The Great Odisha ‘Rescue’ Act

By Tapan K Padhi 

Over 500 migrant labourers rescued/ Nuapada, December 19

31 more workers rescued from traffickers, Boden (Nuapada), December 22

51 more migrant workers ‘rescued’, Patnagarh (Bolangir), December 30

11 minor girls rescued, two brokers held, Ghantikhal/Athgarh (Cuttack), Jan 8

migration 1These are only some of the headlines from the newspapers in the last few days. Only the numbers change. But the word ‘rescue’ keeps recurring in newspaper headline after newspaper headline with a monotonous regularity.

Rescue is a long, unfolding story in Odisha these days. The trigger for this deluge, of course, was provided by the Big Story about the chopping off of the palms of two migrant labourers from Kalahandi district by ruthless middlemen on December 15 last year – a story so mind-numbing in its gruesomeness that it made international headlines.

The Great Odisha Rescue Act that began in its wake, however, looks like slowly petering out into insignificance. Once front page stuff, rescue stories have now shifted to the inner pages. And soon, these double/triple column stories will shed weight to fit into single column ones. Before the great rescue act fades away completely from public memory, it needs a foot note.

Rescue. The dictionary reads rescue (V) save (someone) from a dangerous or difficult situation. What exactly is the ‘dangerous or difficult situation’ that the migrant labourers are being rescued from? The rescuers would have us believe that they are being rescued from being trafficked, from working in some brick kiln or other places in difficult situations, from confinement and torture by the employers, from economic exploitation, from their hands and legs being chopped off.

On the face of it, the intention certainly looks unexceptionable. No one can possibly quarrel with the state government on this noble and pious act. But there is just one catch. When someone is saved from a dangerous or difficult situation, it inevitably implies that he/she is being taken to a safer and easier – or at least less difficult – situation. But what is the situation these workers, who were on their way to some distant, hostile place to work, are led back to? No doubt they are being led to their own villages, from where they had set out. What awaits these rescued migrant workers back home?

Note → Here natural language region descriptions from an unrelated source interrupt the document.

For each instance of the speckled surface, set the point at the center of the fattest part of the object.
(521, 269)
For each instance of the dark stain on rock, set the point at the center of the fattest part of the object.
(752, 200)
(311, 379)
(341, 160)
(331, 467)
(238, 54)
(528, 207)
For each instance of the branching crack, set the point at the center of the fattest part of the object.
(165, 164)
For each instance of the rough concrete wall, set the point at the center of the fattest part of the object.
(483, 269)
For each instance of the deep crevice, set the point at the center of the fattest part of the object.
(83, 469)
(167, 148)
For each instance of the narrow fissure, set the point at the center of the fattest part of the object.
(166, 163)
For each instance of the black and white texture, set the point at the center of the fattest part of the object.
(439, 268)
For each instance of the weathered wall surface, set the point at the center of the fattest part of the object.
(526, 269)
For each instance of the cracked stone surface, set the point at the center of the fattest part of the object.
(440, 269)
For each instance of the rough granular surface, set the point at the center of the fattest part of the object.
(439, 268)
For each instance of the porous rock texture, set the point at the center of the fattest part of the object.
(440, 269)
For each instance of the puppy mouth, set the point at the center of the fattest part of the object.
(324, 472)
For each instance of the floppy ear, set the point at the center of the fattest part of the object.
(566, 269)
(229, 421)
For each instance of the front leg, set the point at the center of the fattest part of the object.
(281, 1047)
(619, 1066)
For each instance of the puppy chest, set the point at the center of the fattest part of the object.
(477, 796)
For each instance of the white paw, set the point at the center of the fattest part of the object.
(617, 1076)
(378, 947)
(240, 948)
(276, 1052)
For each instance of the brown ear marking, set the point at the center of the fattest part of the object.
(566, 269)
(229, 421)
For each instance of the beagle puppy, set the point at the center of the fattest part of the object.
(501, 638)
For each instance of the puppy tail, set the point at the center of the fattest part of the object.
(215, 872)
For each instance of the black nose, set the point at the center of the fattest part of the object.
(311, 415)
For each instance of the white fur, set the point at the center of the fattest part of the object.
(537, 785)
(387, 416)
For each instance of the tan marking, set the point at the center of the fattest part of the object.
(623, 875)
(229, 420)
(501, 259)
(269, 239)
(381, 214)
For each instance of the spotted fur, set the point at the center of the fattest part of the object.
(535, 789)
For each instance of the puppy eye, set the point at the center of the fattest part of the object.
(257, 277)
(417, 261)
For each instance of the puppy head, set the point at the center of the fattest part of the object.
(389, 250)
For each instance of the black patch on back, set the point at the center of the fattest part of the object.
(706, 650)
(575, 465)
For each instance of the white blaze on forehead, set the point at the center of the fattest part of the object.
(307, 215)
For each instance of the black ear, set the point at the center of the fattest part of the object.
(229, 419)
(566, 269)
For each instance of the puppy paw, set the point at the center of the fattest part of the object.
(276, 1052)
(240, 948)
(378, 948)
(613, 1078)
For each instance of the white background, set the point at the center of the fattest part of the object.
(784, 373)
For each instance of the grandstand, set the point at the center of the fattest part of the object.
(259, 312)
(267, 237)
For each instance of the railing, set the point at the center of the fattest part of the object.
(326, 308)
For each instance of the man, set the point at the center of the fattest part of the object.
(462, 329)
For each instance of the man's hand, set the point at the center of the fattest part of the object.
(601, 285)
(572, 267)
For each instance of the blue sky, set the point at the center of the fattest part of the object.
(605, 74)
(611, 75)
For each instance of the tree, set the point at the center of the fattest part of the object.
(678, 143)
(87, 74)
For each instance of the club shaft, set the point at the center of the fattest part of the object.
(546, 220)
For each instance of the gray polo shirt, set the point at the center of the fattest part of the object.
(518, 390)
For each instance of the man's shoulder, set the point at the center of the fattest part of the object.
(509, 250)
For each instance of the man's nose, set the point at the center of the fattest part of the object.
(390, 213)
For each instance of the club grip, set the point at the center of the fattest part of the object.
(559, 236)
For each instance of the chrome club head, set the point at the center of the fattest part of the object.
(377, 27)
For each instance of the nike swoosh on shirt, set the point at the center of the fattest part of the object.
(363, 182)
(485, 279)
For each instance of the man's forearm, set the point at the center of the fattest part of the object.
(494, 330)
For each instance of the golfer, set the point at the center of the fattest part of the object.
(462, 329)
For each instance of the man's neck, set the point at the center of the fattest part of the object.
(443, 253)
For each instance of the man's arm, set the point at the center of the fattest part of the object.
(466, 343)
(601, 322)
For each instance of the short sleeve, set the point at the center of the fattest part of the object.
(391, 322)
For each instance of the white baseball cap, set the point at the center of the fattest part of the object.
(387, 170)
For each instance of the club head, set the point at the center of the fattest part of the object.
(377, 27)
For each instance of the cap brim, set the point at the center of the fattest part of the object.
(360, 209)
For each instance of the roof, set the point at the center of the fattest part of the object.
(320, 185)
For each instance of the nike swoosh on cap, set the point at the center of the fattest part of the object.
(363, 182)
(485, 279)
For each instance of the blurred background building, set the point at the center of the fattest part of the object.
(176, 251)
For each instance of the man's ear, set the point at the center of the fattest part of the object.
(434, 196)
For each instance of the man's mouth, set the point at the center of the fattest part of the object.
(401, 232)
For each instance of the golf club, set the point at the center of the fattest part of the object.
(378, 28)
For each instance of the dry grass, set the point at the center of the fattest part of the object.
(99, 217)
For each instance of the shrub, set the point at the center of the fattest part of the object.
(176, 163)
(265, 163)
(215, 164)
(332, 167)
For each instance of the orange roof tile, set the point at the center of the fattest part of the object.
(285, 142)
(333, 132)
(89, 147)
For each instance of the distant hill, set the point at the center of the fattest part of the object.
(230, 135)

They have no work in the village to pursue (precisely the reason for which they were migrating out in the first place). They also have no money to feed themselves. Over and above this, they have the money lender, dalal, sardar or whatever you call them, to pester them to return the money that they had taken as advance. Now that it has become difficult for them to take the labourers out of the state for no fault of theirs, it is only to be expected that the ‘dalals’ would ask for their pound of flesh. Was not this the same pound of flesh demanded by the dalals that led to palm chopping? With a suddenly vigilant administration and the village situation, the aggression of the dalals will perhaps be muted. But nevertheless it will be there to make the labourers, whose bid to migrate out failed, feel jittery. In the changed situation, labour may no more be a commodity to be bought cheap. But it could well be the small pieces of land belonging to them that may go under the hammer of the dalals. After being rescued, where are all these labourers taken to – unemployment, hunger, distress sale and the fear of the dalals?

In the great rush to rescue migrant labourers, what has been forgotten is the reasons that force these people tp migrate? It is not as if they do not know the risks or dangers of migrating out in the manner they do. But still, even after the hand chopping incident, thousands of people have been desperately trying to sneak out of the state so that they can fulfill their part of the bargain under the agreement they had struck with the contractor – or dalals – while taking the advance. A population of no less than ten lakhs is compelled to move out of the state to earn a few bucks to see them through the rest of the year. What else can they possibly do?

The much touted Mahatma Gandhi National Rural Employment Guarantee Scheme (MGNREGS) that has an assurance of 100 days of work per family per year does not provide any guarantee of employment back home. It is ironical that a much vaunted scheme that is designed to arrest distress migration by providing jobs at the doorsteps of the needy has failed in a region that see the maximum number of people migrating out of the state in search of work. Even more ironical is the fact that while millions migrate for wages much less than 80 rupees per day, the administration takes the plea that they do not get enough job seekers to run this employment guarantee scheme.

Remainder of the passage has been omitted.